Tutorial on using LlamaIndex-ObjectIndex-Ollama
Tested on LlamaIndex 0.10.55
Uses the LlamaIndex ObjectIndex class to create an index of all the tables in an existing database.
Then, persists the index to the local disk, to avoid having to rebuild the embeddings every time that the program runs.
Reference:
https://docs.llamaindex.ai/en/stable/examples/objects/object_index/
The LlamaIndexManager
class is designed to interface with a SQL database and the Ollama LLM local server, utilizing the LlamaIndex library to create and manage an object index for efficient querying.

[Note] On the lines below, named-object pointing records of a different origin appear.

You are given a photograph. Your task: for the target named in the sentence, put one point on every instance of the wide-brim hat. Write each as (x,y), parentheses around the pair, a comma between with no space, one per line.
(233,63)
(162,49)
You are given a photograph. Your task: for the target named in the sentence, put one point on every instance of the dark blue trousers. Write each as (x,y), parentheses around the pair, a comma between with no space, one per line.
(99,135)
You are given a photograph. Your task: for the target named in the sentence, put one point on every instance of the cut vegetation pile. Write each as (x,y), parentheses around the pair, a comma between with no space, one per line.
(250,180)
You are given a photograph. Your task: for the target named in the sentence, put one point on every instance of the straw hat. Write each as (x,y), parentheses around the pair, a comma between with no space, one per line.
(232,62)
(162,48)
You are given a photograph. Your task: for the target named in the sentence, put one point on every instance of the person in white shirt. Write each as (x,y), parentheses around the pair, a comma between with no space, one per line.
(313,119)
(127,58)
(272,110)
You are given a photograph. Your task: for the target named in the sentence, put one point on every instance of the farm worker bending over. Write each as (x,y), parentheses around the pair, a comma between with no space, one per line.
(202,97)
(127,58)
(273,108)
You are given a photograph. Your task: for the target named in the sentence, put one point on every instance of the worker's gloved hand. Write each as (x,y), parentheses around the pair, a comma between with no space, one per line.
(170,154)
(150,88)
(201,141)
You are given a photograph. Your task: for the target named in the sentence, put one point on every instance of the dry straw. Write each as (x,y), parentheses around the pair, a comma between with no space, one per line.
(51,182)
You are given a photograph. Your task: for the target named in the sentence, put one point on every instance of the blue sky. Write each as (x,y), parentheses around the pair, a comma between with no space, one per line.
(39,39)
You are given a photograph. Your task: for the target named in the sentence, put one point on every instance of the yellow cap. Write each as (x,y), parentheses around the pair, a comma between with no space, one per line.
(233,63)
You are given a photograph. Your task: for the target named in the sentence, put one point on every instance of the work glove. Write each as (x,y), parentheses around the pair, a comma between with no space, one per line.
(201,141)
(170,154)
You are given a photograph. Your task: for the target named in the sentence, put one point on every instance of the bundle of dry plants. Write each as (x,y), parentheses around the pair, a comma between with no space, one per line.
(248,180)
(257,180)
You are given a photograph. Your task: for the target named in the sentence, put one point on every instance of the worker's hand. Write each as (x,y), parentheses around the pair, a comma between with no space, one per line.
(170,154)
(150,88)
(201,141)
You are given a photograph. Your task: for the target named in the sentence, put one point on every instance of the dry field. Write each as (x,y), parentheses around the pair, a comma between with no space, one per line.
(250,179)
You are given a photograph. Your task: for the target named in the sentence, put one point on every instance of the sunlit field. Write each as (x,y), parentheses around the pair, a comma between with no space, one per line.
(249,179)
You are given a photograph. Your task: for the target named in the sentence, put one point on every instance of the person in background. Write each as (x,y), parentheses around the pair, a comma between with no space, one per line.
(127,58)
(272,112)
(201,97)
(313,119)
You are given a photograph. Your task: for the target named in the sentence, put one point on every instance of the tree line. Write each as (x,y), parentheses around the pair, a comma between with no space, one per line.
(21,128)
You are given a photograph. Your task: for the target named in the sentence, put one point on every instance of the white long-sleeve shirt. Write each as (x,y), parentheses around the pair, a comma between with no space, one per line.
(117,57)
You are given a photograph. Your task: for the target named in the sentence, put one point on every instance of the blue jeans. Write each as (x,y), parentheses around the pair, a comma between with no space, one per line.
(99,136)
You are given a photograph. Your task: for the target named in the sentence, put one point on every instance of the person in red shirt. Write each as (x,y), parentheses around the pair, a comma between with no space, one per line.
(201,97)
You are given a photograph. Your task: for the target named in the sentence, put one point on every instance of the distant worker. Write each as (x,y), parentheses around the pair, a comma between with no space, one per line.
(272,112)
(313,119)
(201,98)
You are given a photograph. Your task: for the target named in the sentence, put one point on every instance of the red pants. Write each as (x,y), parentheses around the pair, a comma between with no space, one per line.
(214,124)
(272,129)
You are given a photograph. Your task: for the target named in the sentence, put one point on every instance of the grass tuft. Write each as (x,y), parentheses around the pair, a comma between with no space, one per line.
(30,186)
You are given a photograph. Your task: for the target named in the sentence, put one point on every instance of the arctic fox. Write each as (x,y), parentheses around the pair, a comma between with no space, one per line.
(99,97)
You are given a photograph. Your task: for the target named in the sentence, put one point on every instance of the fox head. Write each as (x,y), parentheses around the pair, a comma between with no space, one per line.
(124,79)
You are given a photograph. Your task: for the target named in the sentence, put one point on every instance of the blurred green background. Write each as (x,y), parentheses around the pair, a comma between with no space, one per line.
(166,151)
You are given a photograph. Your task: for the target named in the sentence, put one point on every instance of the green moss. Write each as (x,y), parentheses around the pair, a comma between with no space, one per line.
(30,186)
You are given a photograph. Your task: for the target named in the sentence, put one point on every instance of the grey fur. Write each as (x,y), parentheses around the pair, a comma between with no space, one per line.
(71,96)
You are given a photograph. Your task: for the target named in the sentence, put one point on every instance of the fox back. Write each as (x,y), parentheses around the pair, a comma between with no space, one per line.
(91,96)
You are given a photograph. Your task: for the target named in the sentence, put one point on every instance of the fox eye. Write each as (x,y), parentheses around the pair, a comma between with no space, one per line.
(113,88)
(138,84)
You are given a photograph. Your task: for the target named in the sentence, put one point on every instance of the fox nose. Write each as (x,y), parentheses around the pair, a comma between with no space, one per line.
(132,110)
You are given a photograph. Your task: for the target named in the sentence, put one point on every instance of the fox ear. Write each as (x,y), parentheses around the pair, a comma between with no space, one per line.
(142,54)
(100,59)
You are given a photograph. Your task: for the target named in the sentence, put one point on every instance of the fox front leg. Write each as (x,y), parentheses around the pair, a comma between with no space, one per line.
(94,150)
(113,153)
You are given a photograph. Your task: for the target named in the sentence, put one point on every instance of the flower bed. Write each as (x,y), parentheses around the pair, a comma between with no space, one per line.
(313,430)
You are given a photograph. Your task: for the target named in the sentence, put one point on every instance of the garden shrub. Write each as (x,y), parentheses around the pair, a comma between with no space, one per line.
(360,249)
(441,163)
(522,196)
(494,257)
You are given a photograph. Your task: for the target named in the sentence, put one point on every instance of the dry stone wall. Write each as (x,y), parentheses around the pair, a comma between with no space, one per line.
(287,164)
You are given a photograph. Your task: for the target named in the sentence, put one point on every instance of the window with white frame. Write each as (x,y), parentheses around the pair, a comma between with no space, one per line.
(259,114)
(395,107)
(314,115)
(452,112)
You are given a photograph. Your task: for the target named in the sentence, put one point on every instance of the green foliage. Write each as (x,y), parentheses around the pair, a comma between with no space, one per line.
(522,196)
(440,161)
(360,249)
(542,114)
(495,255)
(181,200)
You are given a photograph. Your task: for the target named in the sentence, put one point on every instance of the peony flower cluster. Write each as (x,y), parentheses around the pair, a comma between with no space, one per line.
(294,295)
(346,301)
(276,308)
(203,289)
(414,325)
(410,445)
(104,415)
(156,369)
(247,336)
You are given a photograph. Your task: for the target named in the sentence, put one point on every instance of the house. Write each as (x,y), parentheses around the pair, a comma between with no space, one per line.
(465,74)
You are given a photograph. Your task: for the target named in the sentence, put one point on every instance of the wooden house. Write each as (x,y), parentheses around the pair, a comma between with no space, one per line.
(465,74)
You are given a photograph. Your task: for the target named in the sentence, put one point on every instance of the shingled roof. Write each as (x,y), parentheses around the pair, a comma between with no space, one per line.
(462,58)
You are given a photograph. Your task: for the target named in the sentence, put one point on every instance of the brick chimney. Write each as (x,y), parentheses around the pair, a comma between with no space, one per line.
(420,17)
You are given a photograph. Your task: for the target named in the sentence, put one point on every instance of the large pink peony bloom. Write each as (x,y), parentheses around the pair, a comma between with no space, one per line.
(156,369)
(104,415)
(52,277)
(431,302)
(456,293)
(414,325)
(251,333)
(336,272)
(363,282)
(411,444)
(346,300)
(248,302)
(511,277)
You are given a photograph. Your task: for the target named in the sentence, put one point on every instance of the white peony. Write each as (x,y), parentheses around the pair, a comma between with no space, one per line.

This class also supports persisting the object index to disk, ensuring that it can be reloaded efficiently without needing to rebuild from scratch each time.
- DatabaseManager: An external class responsible for managing database connections and operations.
- OllamaEmbedding: Utilized for embedding models using the Ollama local server.
- Ollama: Represents the LLM model used for processing queries.
- Settings: Global settings for the LlamaIndex library.
- SQLDatabase: Handles the SQL database operations.
- ObjectIndex: Manages the index of database tables for efficient retrieval and querying.
- SQLTableRetrieverQueryEngine: A query engine for retrieving data from SQL tables.
The LlamaIndexManager
is initialized with the following parameters:
db_manager
: An instance ofDatabaseManager
.ollama_embedding_model
: The name of the Ollama embedding model.ollama_base_url
: The base URL for the Ollama server.ollama_llm_model
: The name of the Ollama LLM model.persist_dir
: Directory path for persisting the index data.
def __init__(self, db_manager: DatabaseManager,
ollama_embedding_model, ollama_base_url, ollama_llm_model,
persist_dir="./svs_storage"):
The _create_object_index
method checks if the necessary files exist in the persistence directory:
- If the files exist, it loads the existing index from disk.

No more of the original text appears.